When nations eventually adopt ground rules for conflict in cyberspace as they apply in an actual kinetic war, the Tallinn Manual on the International Law Applicable to Cyber Warfare, is likely to be their key reference material in doing so.
The Tallinn Manual, officially released late last week, is a 302-page treatise on the applicability of international law to cyberspace. Though NATO-commissioned, it is not an official NATO guidance or official expression by any country of how they will proceed in times of conflict with regard to cyber. Instead, it lays out 95 rules that explain rules of sovereignty, state responsibility, laws of neutrality, and more from a legal context.
“What happens next and how it is adopted is up to the states,” said Tallinn Manual editor Michael N. Schmitt, chairman of the international law department at the United States Naval War College in Newport, R.I. “I’d like to think we did a thorough job identifying and capturing a complete interpretation of international law as it applies to cyber and hope it’s used by states to fashion their own legal positions.”
The document was nearly four years in the making, and focused exclusively on what Schmitt said were the upper layers of severity, rather than day to day attacks such as cybercrime, intellectual property theft and APT-style espionage; version 2.0 of the Tallinn Manual will attempt to tackle those areas, he said.
“We were worried about attacks such as the ones on Estonia in 2007 and Georgia in 2008, those in the upper levels and upper reaches of intensity,” Schmitt said, adding that the 20-person committee charged with creating the manual specialized in the legal aspects of war and cyber.
“There were more gray areas in what we dealt with. Once you move to the level of armed conflict and the use of force against another nation, states make the law vague because it protects them, and it constrains them,” Schmitt said. “The area we worked in was much grayer and ambiguous. The other areas are infinitely more complex because we’re dealing with the criminal space, intellectual property law, telecommunications law, human rights law. We’ll deal with those in the next version.”
The terrorist attacks of Sept. 11, 2001, put a halt to the initial wave of investment in looking at this issue, Schmitt said.

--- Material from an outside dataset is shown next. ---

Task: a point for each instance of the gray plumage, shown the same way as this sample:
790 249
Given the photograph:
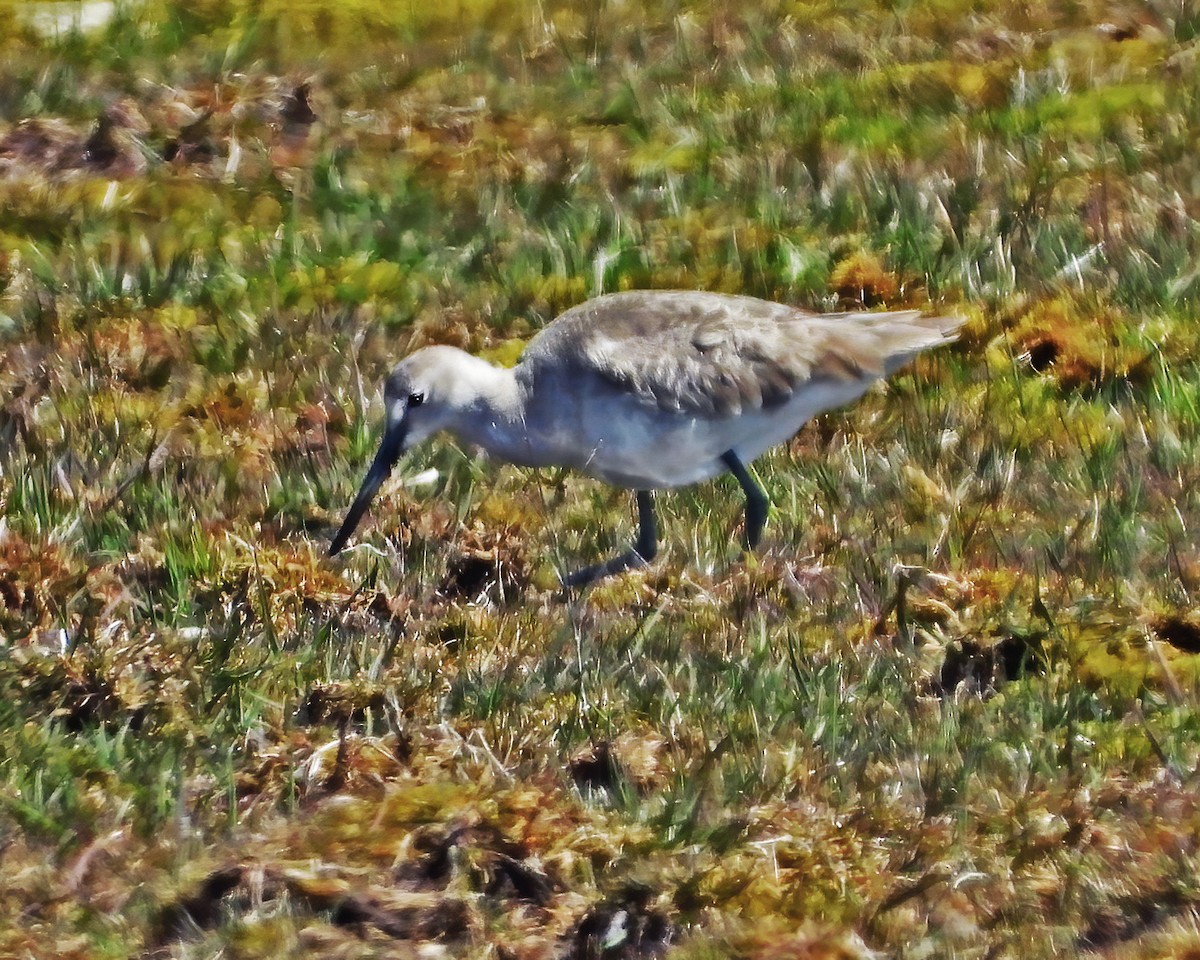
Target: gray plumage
651 389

Instantly, the focus immediately went toward counterterrorism and did not shift toward cyber until the massive denial-of-service attacks against government and civilian services in Estonia in 2007, and again in 2008 in parallel to an armed conflict against Georgia. In such a case, the manual says, hackers who participate in such a conflict can be considered military targets.
“With regard to hackers, the only mention is in the section of the manual that deals with war and armed conflict; in an ongoing armed conflict, if civilians attack us through the Internet, the law is different in no way than how the law applies on the battlefield,” Schmitt said. “If a civilian shoots at me or implants an IED (improved explosive device) to blow up a vehicle, then they are taking direct part in the hostilities. Their protections as civilians are taken away. All we were saying is if we were at war and civilians start helping the enemy, they become the same combatants as far as targeting.”
Stuxnet, a malware attack used to damage Iran’s ability to enrich uranium and destroy part of its nuclear program, was considered in the manual a use of force.
“However, you have to understand what use of force is,” Schmitt said. “States cannot use it unless there’s a reason, like self-defense or the Security Council approves it. We said Stuxnet was a use of force because the type of harm it causes qualifies it as unlawful unless you can justify self-defense. We don’t for sure know the originators of Stuxnet. If the use of force was harmful and rose to the level of a harmful attack, Iran could have struck back. Even in that case, when Iran learned it was a cyberattack, the attack was over. It had no right to retaliate because it wasn’t defending itself.”
The difficulties in attack attribution are a major sticking point with any type of legal action or military retaliation. Yet, Schmitt said, states can respond even without 100 percent certainty the identity of an attacker.
“A state can act in self-defense if it reasonably believes it knows it did it; it can respond,” Schmitt said. “International law doesn’t demand you be correct, it demands you be reasonable. The legal question is whether you reasonably concluded they were the attacker while the attack was going on.”
Schmitt said the group of legal experts and scholars who wrote the Tallinn Manual had conflicting senses they were being proactive on the issue, yet at the same time were still behind the curve. This was in large part due to so much activity, such as Stuxnet and the Iranians’ claims of hacking into a U.S. military system to take down a drone aircraft. He also said he didn’t expect to find as much applicability between international law and cyberspace because of the unique characteristics and speed at which technology innovates.
“The laws were designed for physical consequences. Interpretations in a cyber context are difficult,” Schmitt said. “We don’t need new (international) laws, but states need to think through how existing laws apply in cyber. This isn’t new.”